Неужели этой, посюсторонней жизни мало? Да и речью он, кажется, тоже не наделен. Он ведь даже не находил нужных слов, чтобы описать эту жизнь, чтобы сказать, какой она была на самом деле. Даже не способен был выразить словами, почему не складывались его отношения с Рамоной. Он не в силах был облечь в слова ничего из того, что казалось ему важным и что он мучительно хотел сказать, в том числе ей. И дело тут не в его плохом испанском. К сожалению, преподаватель немецкого ошибался, теперь, в Гаване, он это понял. Но он не мог сказать ему об этом, ведь того человека уже не было в живых. И ходить, тем более держась прямо, он больше не мог. Эти нерадостные мысли одолевали Франца в конце пути. Жизнь-то, она ведь только в дешевых романах белая и пушистая. Хотя порой бывает веселой. Если бы он мог подсчитать, сколько всего секунд и минут в жизни смеялся, то в сумме оказалось бы несколько дней, не меньше.
И все представляется бессмысленным и ненужным. А ведь ему приходилось слышать, как люди говорят, что счастливы только оттого, что есть он.

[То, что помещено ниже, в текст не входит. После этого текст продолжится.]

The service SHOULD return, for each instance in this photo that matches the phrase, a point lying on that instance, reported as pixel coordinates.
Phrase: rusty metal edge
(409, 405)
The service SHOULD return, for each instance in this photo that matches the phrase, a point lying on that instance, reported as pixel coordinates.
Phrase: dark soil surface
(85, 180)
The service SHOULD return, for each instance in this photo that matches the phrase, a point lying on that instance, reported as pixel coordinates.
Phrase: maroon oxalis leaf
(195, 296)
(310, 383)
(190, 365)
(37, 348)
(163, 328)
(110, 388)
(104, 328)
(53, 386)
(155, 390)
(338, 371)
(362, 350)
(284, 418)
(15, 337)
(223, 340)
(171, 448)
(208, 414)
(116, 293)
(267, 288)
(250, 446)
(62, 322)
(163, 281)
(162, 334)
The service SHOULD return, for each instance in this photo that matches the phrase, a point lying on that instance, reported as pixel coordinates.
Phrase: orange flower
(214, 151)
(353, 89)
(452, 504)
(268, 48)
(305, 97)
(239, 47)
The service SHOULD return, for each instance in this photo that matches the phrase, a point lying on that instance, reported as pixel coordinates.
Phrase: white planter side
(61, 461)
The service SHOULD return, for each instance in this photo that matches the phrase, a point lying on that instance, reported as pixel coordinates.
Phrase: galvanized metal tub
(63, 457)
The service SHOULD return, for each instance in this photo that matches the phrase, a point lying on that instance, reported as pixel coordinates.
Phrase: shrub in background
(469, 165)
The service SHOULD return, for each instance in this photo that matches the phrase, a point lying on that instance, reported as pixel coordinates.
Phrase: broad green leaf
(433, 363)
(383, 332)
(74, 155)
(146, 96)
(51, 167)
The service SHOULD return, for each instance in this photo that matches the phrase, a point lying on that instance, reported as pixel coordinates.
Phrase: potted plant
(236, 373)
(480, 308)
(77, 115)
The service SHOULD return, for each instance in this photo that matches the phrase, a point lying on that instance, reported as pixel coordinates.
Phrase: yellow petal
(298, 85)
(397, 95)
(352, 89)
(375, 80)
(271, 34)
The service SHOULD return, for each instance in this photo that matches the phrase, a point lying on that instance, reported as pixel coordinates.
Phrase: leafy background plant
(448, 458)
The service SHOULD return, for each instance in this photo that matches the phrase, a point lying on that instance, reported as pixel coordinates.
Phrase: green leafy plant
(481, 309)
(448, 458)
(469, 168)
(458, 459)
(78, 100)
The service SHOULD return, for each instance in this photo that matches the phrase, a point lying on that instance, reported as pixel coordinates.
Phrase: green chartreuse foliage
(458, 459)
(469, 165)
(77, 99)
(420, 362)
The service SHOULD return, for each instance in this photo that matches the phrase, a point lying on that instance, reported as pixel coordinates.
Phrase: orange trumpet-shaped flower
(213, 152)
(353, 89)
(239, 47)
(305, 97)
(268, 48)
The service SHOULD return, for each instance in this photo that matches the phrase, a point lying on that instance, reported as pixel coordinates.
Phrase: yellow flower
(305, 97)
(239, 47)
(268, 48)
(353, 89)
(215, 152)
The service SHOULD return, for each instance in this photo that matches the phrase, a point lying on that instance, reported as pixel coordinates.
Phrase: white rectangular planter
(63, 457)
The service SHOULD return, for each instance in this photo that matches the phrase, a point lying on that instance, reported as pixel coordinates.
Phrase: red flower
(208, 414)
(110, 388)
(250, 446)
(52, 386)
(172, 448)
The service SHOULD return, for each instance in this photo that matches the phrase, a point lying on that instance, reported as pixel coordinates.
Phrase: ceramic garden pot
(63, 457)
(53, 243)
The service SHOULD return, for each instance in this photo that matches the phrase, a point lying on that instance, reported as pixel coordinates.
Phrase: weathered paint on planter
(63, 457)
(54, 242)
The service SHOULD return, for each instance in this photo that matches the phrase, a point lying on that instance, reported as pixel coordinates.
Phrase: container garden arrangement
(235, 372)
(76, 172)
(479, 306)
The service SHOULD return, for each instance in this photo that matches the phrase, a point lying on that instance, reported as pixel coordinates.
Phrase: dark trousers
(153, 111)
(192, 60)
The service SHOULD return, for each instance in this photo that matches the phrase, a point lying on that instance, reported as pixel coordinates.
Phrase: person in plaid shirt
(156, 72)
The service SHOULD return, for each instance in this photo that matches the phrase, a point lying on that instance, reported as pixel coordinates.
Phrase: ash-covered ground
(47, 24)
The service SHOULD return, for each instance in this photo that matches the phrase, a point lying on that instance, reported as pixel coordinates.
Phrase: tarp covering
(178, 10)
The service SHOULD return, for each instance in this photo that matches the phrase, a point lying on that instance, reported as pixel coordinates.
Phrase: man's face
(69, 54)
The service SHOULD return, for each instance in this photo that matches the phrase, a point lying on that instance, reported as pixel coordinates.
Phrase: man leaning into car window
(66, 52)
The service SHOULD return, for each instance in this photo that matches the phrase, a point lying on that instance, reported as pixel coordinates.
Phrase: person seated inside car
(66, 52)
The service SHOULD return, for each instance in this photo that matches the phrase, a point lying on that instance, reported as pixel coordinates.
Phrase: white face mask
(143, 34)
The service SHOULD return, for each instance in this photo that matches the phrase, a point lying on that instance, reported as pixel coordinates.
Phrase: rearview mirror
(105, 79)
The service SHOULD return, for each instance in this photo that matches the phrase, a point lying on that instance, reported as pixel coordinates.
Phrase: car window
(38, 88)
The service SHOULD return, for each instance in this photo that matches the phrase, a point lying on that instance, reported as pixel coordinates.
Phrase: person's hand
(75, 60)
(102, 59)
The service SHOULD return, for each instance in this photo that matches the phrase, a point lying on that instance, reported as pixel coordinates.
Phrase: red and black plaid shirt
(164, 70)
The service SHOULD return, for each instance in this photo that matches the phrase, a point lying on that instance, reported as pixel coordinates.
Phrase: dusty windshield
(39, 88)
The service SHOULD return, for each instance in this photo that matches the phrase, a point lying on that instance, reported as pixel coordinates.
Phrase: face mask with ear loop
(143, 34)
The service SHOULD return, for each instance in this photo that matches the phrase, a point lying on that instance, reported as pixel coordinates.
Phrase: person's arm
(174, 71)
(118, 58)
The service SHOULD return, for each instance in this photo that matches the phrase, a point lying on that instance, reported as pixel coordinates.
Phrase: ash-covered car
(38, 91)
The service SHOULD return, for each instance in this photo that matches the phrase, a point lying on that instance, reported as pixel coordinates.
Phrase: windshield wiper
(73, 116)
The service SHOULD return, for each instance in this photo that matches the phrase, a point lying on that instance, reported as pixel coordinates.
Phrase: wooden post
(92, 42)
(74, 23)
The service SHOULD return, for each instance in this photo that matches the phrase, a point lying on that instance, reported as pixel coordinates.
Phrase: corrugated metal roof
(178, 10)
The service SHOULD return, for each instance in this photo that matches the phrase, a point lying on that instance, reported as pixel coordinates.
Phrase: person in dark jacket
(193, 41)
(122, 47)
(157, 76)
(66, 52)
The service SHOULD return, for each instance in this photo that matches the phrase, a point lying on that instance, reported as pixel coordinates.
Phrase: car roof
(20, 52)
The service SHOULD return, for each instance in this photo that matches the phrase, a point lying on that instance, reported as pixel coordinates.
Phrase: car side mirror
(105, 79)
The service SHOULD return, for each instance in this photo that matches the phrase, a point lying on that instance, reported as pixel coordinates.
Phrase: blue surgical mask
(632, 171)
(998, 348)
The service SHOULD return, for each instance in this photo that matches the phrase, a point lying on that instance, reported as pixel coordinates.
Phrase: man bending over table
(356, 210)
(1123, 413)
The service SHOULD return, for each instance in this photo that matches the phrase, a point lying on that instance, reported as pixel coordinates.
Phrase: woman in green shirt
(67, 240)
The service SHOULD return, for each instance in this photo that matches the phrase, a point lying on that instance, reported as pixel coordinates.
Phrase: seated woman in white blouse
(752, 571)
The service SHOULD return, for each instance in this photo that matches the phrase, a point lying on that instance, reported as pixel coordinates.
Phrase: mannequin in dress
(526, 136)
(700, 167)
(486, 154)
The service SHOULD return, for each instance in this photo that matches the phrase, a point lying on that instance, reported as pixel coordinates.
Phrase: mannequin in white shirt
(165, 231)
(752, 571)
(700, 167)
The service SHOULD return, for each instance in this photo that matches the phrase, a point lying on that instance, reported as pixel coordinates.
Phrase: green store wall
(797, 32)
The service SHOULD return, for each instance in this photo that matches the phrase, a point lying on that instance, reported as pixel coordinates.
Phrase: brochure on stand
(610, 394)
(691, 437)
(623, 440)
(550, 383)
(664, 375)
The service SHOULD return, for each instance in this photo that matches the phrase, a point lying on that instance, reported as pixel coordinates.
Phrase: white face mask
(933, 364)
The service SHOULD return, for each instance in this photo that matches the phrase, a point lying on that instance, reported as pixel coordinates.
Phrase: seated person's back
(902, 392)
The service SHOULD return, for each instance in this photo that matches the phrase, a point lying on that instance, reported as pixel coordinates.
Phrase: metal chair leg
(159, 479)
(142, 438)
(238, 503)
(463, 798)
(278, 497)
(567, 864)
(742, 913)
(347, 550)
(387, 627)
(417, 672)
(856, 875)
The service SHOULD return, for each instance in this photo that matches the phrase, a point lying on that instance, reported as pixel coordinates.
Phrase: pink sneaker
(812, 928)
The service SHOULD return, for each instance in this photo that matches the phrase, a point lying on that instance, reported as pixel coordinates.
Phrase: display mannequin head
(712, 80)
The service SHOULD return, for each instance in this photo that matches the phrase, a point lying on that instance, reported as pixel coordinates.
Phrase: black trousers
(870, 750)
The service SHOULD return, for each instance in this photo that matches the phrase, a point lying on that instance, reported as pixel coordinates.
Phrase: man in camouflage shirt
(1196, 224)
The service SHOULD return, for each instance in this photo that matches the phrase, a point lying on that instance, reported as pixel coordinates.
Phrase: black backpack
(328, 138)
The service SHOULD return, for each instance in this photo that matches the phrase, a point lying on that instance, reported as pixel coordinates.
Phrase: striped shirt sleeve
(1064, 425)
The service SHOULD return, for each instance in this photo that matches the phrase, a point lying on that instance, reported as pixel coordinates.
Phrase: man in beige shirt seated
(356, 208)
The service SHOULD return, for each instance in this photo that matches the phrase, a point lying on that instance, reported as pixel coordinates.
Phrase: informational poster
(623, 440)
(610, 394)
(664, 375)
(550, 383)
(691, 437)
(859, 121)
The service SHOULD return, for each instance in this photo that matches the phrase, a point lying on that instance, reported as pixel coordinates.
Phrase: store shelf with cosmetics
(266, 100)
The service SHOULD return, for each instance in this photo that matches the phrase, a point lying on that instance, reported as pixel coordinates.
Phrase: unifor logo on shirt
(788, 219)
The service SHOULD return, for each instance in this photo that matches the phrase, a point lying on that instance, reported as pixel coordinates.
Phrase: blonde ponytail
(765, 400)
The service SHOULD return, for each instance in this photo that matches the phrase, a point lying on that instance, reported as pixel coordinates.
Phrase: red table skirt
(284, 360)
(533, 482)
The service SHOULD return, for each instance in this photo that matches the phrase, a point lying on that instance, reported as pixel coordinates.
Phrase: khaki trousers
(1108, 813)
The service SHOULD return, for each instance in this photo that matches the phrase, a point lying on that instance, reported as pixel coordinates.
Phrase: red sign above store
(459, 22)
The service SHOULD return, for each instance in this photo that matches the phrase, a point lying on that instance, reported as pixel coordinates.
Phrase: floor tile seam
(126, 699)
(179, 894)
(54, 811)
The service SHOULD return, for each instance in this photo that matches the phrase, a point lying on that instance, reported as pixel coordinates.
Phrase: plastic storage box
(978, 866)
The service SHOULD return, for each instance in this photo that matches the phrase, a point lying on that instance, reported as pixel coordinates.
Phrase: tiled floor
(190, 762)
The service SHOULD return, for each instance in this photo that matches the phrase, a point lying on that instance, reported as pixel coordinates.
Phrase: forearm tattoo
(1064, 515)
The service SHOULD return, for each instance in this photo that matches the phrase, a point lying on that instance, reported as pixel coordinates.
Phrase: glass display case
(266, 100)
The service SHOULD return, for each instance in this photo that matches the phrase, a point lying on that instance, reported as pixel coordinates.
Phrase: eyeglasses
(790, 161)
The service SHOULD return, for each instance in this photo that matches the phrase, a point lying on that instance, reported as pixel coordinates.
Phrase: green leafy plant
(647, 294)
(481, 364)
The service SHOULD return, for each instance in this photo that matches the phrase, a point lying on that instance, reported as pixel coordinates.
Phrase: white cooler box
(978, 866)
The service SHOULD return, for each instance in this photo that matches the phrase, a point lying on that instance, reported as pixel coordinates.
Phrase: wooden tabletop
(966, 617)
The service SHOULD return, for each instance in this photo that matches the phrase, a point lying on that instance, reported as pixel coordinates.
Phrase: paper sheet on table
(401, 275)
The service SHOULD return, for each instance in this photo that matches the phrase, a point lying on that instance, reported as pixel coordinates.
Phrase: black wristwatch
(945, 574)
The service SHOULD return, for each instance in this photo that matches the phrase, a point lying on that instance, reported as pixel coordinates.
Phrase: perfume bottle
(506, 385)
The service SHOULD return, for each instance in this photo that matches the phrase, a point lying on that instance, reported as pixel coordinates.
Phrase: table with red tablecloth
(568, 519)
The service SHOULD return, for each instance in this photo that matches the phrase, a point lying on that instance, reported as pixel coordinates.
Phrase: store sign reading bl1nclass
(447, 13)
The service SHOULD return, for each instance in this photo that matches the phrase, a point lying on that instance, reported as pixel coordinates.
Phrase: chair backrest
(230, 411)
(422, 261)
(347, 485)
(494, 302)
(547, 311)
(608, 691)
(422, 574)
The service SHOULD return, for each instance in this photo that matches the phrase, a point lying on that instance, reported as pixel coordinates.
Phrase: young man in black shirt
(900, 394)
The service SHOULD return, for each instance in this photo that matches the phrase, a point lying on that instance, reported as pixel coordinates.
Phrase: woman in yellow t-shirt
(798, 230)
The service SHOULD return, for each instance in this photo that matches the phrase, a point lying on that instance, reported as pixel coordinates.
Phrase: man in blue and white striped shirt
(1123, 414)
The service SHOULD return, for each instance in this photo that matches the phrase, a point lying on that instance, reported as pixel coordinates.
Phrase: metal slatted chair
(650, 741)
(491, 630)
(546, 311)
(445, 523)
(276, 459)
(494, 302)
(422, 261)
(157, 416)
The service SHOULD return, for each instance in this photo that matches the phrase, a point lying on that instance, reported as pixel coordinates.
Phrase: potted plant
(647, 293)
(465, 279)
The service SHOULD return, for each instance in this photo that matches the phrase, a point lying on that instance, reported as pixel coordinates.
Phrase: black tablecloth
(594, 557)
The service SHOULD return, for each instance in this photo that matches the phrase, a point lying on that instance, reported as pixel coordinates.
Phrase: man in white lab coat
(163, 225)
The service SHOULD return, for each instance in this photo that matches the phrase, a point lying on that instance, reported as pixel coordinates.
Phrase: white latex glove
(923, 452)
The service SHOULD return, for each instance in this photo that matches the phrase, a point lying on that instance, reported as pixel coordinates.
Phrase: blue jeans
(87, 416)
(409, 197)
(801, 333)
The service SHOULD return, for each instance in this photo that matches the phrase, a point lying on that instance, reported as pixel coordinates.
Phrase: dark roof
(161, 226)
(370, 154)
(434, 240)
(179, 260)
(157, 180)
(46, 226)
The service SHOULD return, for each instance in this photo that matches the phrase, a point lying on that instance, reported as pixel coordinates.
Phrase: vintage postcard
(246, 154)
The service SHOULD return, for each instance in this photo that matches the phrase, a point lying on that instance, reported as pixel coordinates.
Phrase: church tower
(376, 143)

Иногда ему даже казалось, что он сам счастлив оттого, что живет на свете.
Пытаясь обрести некий смысл, он мужественно бросился в море неясных догадок, противоречий и разочарований, и на воде его, словно спасательный круг, удерживали годовые кольца опыта. Он подплывал к этому таинственному смыслу совсем близко, казалось, вот-вот дотянется, — и тут волны сомнений и печали вновь отбрасывали его к берегу, словно купальщика на пляже Патриса Лумумбы.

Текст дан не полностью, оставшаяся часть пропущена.